Institute of Predictive and Personalized Medicine of Cancer (IMPPC), Badalona, Barcelona, Spain.
PLoS One. 2012;7(8):e42682. doi: 10.1371/journal.pone.0042682. Epub 2012 Aug 15.
The study of somatic genetic alterations in tumors contributes to the understanding and management of cancer. Genetic alterations, such us copy number or copy neutral changes, generate allelic imbalances (AIs) that can be determined using polymorphic markers. Here we report the development of a simple set of calculations for analyzing microsatellite multiplex PCR data from control-tumor pairs that allows us to obtain accurate information not only regarding the AI status of tumors, but also the percentage of tumor-infiltrating normal cells, the locus copy-number status and the mechanism involved in AI. We validated this new approach by re-analyzing a set of Neurofibromatosis type 1-associated dermal neurofibromas and comparing newly generated data with results obtained for the same tumors in a previous study using MLPA, Paralog Ratio Analysis and SNP-array techniques.Microsatellite multiplex PCR analysis (MMPA) should be particularly useful for analyzing specific regions of the genome containing tumor suppressor genes and also for determining the percentage of infiltrating normal cells within tumors allowing them to be sorted before they are analyzed by more expensive techniques.

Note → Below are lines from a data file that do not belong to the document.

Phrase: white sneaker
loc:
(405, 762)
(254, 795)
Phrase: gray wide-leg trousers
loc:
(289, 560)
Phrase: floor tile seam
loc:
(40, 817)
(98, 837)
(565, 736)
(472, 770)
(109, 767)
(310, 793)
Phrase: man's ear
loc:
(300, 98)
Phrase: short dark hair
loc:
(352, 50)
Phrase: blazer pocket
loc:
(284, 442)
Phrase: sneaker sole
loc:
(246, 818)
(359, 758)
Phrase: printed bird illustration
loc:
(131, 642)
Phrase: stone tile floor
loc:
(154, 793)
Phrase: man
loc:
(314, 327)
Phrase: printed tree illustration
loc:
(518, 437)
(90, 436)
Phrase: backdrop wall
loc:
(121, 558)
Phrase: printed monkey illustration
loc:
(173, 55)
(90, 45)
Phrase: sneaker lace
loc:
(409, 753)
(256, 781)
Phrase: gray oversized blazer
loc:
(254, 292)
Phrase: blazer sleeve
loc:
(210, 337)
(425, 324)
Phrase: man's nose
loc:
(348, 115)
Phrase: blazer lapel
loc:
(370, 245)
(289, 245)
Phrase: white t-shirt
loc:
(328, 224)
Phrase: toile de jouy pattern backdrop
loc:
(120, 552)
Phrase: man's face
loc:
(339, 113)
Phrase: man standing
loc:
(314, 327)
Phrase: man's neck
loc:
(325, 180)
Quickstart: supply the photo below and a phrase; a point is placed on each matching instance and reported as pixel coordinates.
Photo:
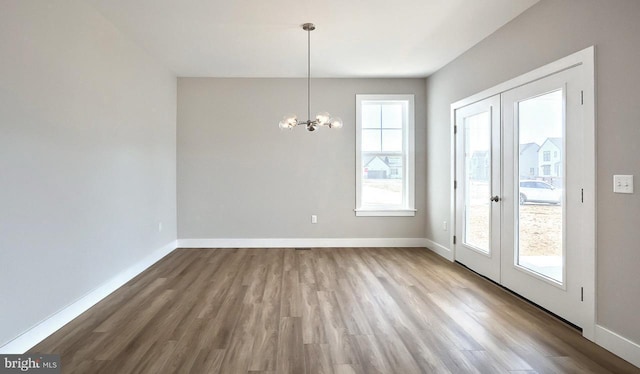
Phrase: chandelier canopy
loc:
(322, 119)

研究肿瘤中的体基因改变有助于理解和管理癌症。遗传改变,如拷贝数或拷贝中性改变,会产生等位基因不平衡(AIs),可以使用多态性标记来确定。在这里,我们报告了一组用于分析对照-肿瘤对中微卫星多重 PCR 数据的简单计算方法的开发,该方法不仅可以获得有关肿瘤 AI 状态的准确信息,还可以获得肿瘤浸润正常细胞的百分比、基因座拷贝数状态以及 AI 涉及的机制。我们通过重新分析一组神经纤维瘤病 1 相关的皮肤神经纤维瘤,并将新生成的数据与使用 MLPA、等位基因比例分析和 SNP 芯片技术对同一肿瘤进行的先前研究的结果进行比较,验证了这种新方法。微卫星多重 PCR 分析 (MMPA) 特别有助于分析包含肿瘤抑制基因的基因组的特定区域,还可用于确定肿瘤内浸润正常细胞的百分比,从而在使用更昂贵的技术对其进行分析之前对其进行分类。